Novak writes, "[T]he much acclaimed 'Church of Vatican II', the Church of 'the progressives', energized since 1965 by dissent and rebellion against many traditions and teachings of the Church, and intent upon foisting on the Church a new morality of sex and marriage and birth and priesthood, has made an awful botch of things... Never has the Catholic Church in America been so shamed, humiliated, and mortified before the whole world. The 'new morality' of the New Breed has turned into a disgrace". ("Something Good is Coming", National Review Online, April 23, 2002).

The same has been said about the "new catechesis" and the abuse of the innocence of children through disastrous sex education programs.

Declares Novak, "[T]here is no way on earth that a pope sworn to be faithful to the same Gospel that the Church has announced since the time of Christ can give his blessing to the sexual ideology of the 'progressives', which has jettisoned chastity, fidelity, and the glory of the human body as a Temple of the Holy Spirit.

"A pope must defend the faith and morals that the Church has taught always and everywhere. National conferences of bishops are much more conformable to the pressure of national opinion. Individual bishops who resist can be publicly humiliated, until they give. [I]n the United States, our bishops have proved woefully weak in the face of the zeitgeist, not to mention the other social and political forces sometimes arrayed against them. During the decades of their predominance, what a botch the 'progressives' have made of a once-vital Church".

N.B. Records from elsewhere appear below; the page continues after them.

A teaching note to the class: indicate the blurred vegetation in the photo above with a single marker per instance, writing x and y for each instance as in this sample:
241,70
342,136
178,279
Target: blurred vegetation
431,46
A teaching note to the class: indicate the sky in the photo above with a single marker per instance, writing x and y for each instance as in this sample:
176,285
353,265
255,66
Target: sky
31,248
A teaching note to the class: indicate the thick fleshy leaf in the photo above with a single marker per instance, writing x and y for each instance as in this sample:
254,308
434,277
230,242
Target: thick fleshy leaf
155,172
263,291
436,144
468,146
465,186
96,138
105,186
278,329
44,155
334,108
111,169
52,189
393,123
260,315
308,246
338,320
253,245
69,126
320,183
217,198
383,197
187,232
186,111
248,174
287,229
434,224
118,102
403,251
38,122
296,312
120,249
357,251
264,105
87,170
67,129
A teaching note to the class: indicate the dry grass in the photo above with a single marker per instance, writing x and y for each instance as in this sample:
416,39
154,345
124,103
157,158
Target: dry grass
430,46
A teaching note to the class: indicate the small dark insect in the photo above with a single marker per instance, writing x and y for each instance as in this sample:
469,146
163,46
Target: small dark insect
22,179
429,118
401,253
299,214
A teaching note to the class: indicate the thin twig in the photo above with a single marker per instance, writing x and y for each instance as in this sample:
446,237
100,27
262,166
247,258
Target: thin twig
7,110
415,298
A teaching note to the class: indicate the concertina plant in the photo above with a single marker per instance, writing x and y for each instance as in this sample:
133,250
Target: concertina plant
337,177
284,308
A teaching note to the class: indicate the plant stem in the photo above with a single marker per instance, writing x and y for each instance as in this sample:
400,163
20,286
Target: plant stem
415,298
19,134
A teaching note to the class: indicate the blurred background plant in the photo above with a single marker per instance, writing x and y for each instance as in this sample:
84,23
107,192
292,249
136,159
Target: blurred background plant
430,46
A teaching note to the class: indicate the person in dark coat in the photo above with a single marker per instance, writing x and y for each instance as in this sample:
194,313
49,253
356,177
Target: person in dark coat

Michael Novak, "The Fall of the Progressive Church"
(National Review Online, May 1, 2002)

To chart a course through the present crisis to needed reforms, George Weigel recently observed, "the bishops capable of leading the reform the Church needs will be evangelists and pastors, capable of communicating their passion for Christ to their priests and people.... [I]t should be clear that the typical bureaucratic cast of mind - which emphasizes efficient management and damage-control, and almost always prefers amelioration to necessary confrontation - can be in serious tension with the bishop's duty to teach, govern and sanctify. Apostles, not managers, are what will move the Church from crisis to reform".

The words of Pope John Paul II in a homily he gave at Saint Peter's Basilica on Pentecost, 1998, the Year of the Holy Spirit, resound:

The Apostles know that the work Christ has entrusted to them is arduous, but decisive for the history of humanity's salvation. Will they be able to complete it? The Lord reassures their hearts. At every step of the mission that will lead them to proclaim and witness to the Gospel to the furthest corners of the globe, they will be able to count on the Spirit promised by Christ.


Sheila Gribben Liaugminas is a Chicago journalist, and a member of the editorial board of Voices. She is married and the mother of two sons.